Koza’s activities in a mine in the Central Anatolian province of Eskişehir were suspended by the governorship, two months after the halting of another mine.
First in January, the İzmir Provincial Administration had ordered for the closure of its Çukuralan mine in the Aegean province due to the absence of “environmental permits or the environmental permits and licenses’ document.” After a court suspended the administration’s order, the operations at its Çukuralan field, from where around a quarter of its output is yielded, resumed.
Later, the company decided to shut down its Mastra mine in the Black Sea province of Gümüşhane after the Energy Ministry held off the firm’s operations there.

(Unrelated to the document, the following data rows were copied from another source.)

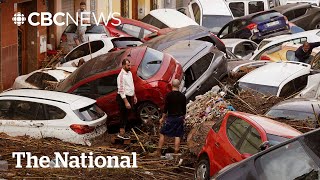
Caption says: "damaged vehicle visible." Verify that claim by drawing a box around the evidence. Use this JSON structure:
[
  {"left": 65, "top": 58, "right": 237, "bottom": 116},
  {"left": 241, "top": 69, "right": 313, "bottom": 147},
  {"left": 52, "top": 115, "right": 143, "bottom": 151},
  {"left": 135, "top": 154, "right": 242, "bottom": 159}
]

Most recently, in the beginning of March, the Eskişehir Governorship suspended operations at the company’s Kaymaz open cast mine, located in the Karakaya village, claiming part of the area was a meadow.
Koza Altın’ operations in the Ovacık, Çukuralan, Çoraklıktepe, Kubaşlar and Himmetdede mines are still continuing.
The Supreme Board of Radio and Television (RTÜK) also cancelled the national broadcast license of Kanaltürk, the TV channel owned by İpek, in a move that will significantly reduce Kanaltürk’s advertising revenue.